4 ... Carriage, 5 ... Recording head, 16 ... Piezoelectric element, 1
7 ... Flow path plate, 18 ... Liquid chamber member, 19 ... Nozzle plate, 20 ...
Nozzle, 21 ... Constant voltage drive circuit, 22 ... Selection circuit, 31
... actuator unit, 32 ... liquid chamber unit, 37
... Drive portion piezoelectric element, 42 ... Vibration plate, 46 ... Nozzle, 48
... Pressurized liquid chamber, 60 ... Substrate, 61 ... Plate, 62 ... Nozzle, 65 ... Heating element, 71 ... Head unit.

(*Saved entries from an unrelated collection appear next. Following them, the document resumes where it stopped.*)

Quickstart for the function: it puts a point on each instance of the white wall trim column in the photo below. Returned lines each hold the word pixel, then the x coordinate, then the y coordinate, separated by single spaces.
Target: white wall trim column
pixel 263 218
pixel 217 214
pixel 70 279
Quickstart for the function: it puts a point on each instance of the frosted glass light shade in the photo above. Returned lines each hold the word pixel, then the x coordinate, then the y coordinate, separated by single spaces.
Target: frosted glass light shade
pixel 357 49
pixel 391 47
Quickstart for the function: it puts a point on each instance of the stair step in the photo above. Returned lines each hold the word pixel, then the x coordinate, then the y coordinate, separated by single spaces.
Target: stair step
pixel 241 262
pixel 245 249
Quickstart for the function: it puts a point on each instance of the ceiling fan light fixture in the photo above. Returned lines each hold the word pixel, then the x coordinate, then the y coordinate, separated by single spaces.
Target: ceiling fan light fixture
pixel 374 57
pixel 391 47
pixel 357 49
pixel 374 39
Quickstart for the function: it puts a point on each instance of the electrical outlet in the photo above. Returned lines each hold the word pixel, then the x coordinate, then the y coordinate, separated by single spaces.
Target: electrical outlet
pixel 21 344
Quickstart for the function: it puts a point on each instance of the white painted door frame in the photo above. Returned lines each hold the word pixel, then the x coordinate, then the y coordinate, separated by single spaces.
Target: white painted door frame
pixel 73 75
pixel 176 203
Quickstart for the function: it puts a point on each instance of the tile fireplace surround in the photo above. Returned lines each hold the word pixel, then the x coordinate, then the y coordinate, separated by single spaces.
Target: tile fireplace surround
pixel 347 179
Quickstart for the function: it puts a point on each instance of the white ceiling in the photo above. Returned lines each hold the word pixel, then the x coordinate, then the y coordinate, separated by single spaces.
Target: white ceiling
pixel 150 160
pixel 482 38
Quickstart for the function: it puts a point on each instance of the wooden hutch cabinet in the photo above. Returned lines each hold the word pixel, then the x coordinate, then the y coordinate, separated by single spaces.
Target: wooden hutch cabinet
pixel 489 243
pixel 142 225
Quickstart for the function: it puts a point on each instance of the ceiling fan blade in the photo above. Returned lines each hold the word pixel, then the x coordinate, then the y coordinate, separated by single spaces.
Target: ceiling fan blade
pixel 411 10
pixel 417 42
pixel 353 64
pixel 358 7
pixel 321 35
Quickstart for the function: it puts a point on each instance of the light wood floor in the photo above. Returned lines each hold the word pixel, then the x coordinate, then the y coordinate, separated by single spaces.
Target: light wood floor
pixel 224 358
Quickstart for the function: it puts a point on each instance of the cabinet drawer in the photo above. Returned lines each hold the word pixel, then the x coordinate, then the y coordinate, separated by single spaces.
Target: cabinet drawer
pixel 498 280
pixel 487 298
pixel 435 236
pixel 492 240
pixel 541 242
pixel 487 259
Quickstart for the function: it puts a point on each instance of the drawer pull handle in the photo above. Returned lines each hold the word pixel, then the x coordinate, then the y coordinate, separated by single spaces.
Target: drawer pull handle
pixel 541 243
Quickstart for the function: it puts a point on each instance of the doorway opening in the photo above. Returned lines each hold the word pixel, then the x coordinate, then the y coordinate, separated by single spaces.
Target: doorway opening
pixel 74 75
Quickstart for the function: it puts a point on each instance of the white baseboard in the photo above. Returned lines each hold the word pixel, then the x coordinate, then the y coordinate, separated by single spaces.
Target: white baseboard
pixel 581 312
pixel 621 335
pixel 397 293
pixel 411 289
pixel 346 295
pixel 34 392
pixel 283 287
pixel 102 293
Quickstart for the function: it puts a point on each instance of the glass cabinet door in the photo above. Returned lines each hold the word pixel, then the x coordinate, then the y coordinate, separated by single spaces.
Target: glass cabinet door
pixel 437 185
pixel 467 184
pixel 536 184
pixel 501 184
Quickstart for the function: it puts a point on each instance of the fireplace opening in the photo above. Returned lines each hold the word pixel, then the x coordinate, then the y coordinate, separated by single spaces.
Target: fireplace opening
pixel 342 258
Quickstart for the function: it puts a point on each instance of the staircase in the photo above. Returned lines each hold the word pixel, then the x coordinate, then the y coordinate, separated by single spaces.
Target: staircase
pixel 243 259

Front page continued (72) Inventor Yoshihisa Ota 1-3-6 Nakamagome, Ota-ku, Tokyo In Ricoh Co., Ltd. (72) Inventor Taeko Murai 1-3-6 Nakamagome, Ota-ku, Tokyo In Ricoh, Inc.

Claims (5)

[Claims] 1. A recording apparatus for recording an image by forming dots on the recording medium by the recording head while moving the recording head in the main scanning direction and feeding the recording medium in the sub scanning direction. 2. A recording apparatus comprising means for independently changing a dot diameter or a dot forming position of a dot formed first or last in the column direction of each row with respect to other dots. 2. The recording apparatus according to claim 1, wherein the recording head includes a plurality of nozzles for ejecting ink droplets,
A plurality of liquid chambers communicating with each nozzle and a plurality of actuator means for pressurizing the respective liquid chambers are provided, and dots to be formed first or last in the column direction of each row of the plurality of actuator means are generated. A recording apparatus, which is provided with a means for driving an actuator means for ejecting an ink droplet to be driven independently of other actuator means. 3. A color image in which dots of each color are formed on the recording medium by the recording head while moving the recording head ejecting ink droplets of each color in the main scanning direction and feeding the recording medium in the sub scanning direction. In the recording apparatus for recording, the recording head is provided with means for independently changing the dot diameter or the dot formation position with respect to other dots in accordance with the color of the dot formed first or last in the column direction of each row. A recording device characterized by the above. 4. A recording apparatus, comprising: a recording head having a plurality of independent head units arranged therein, wherein dots are formed on the recording medium by the recording head to record an image. A recording apparatus comprising means for independently changing the area or diameter of a dot located in the vicinity of, or the formation position with respect to other pixels or dots. 5. The recording apparatus according to claim 4, wherein the head unit has a plurality of nozzles for ejecting ink droplets, a plurality of liquid chambers communicating with each nozzle, and a plurality of pressurizing each liquid chamber. Actuator means for ejecting ink droplets forming dots located in the vicinity of the joint of the recording head among the plurality of actuator means can be driven independently of other actuator means. A recording device characterized by the above.